The Nifty has lost nearly 29% since the peak of mid-February. This is despite a 14% jump in the last 4 days of this week. One factor that has highlighted the huge fall in the market has been sharply higher VIX levels. This may have to be watched closely in the coming days.
What is VIX all about?
The VIX is the volatility that is implied in the option pricing. Instead of just a single strike, a series of strikes around the spot price is taken and the IVs are averaged to arrive at the VIX. The VIX is also called the fear index as it shows the amount of fear implicit in option pricing. A higher level of VIX is an indication of a high degree of fear and uncertainty in the markets and is normally bearish.
VIX versus the Nifty
One of the most important relationships to understand is the one between the VIX and the Nifty levels. Historically, the Nifty and the VIX charts have moved exactly opposite to each other. VIX level of 20 and below are considered to be conducive to an up move in the indices. Throughout most of the last few years, the VIX has been in the region of 12-16. At these levels, the markets are seen as safe and any correction is soon met with interested buyers. In other words, you can say that downsides are limited. When the VIX tends to peak above 50, that is when the steep market falls are seen as also the sharpest corrections.

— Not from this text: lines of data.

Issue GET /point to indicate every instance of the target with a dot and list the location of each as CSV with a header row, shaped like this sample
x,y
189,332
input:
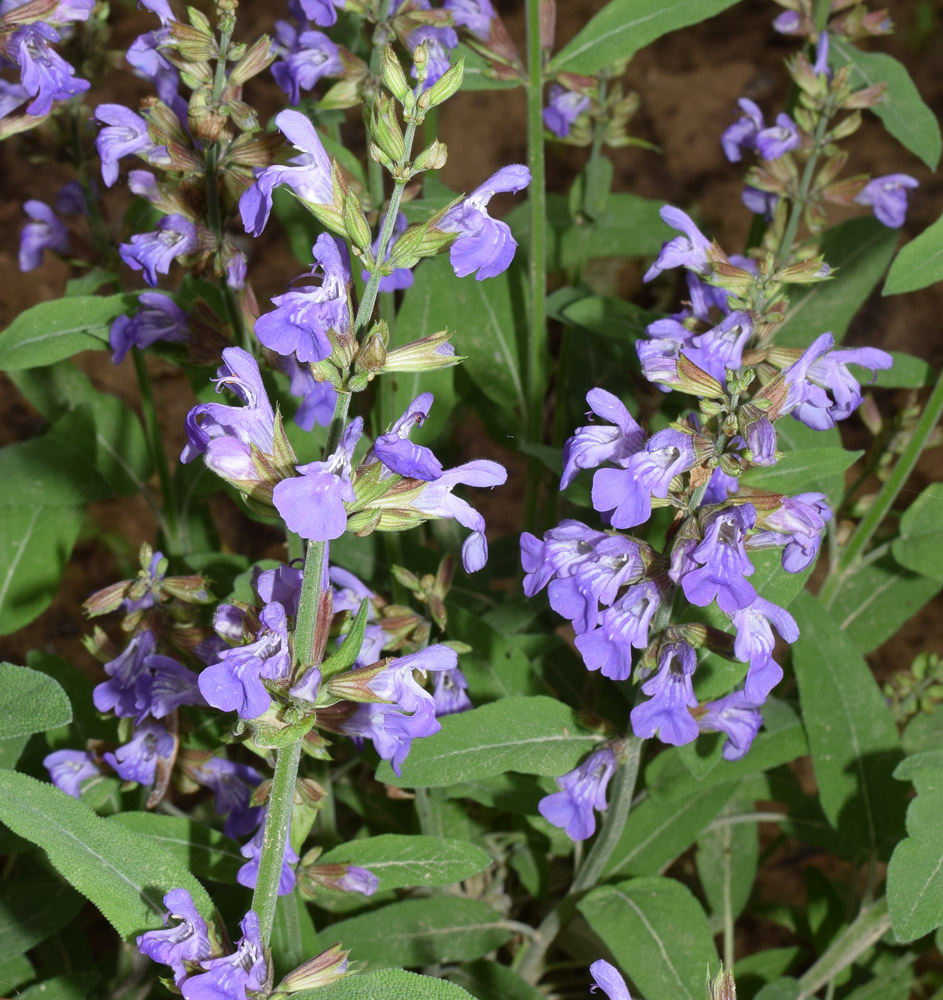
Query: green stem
x,y
277,825
798,206
529,961
852,552
156,443
536,334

How is VIX behaving currently?
VIX had first touched a peak of 85 during the peak of the Lehman crisis in 2008. After that, there have been bouts of spikes in VIX but it never got back to those levels. During April and May 2019, VIX had spiked to above 40 due to the election uncertainty but these levels tapered post the outcome. However, since the middle of Feb-20, the VIX has been consistently above the 50 levels and even touched a peak of 86.60 during this period. However, even after the recent bounce, the VIX continues to be elevated around the 70 levels. During the same period, the Nifty has fallen sharply by over 33%.
How to interpret the VIX
How do you interpret the VIX at above 70 levels with the Nifty showing signs of a bounce and the government trying to boost the economy? Clearly, any reliable rally in the Nifty can only happen after the VIX tapers to lower levels. As we have seen in the last few weeks, as long as VIX is at such elevated levels, market rallies are likely to be led by short-covering and will face pressure at higher levels. That is why you find that when the VIX remains high, the indices test the lows multiple times. Markets tend to bottom out only after the VIX tapers to below 20 and the last bull is squeezed out of the market. Sharp falls rarely exhibit a V-shaped recovery. It is a long grinding return to the previous high!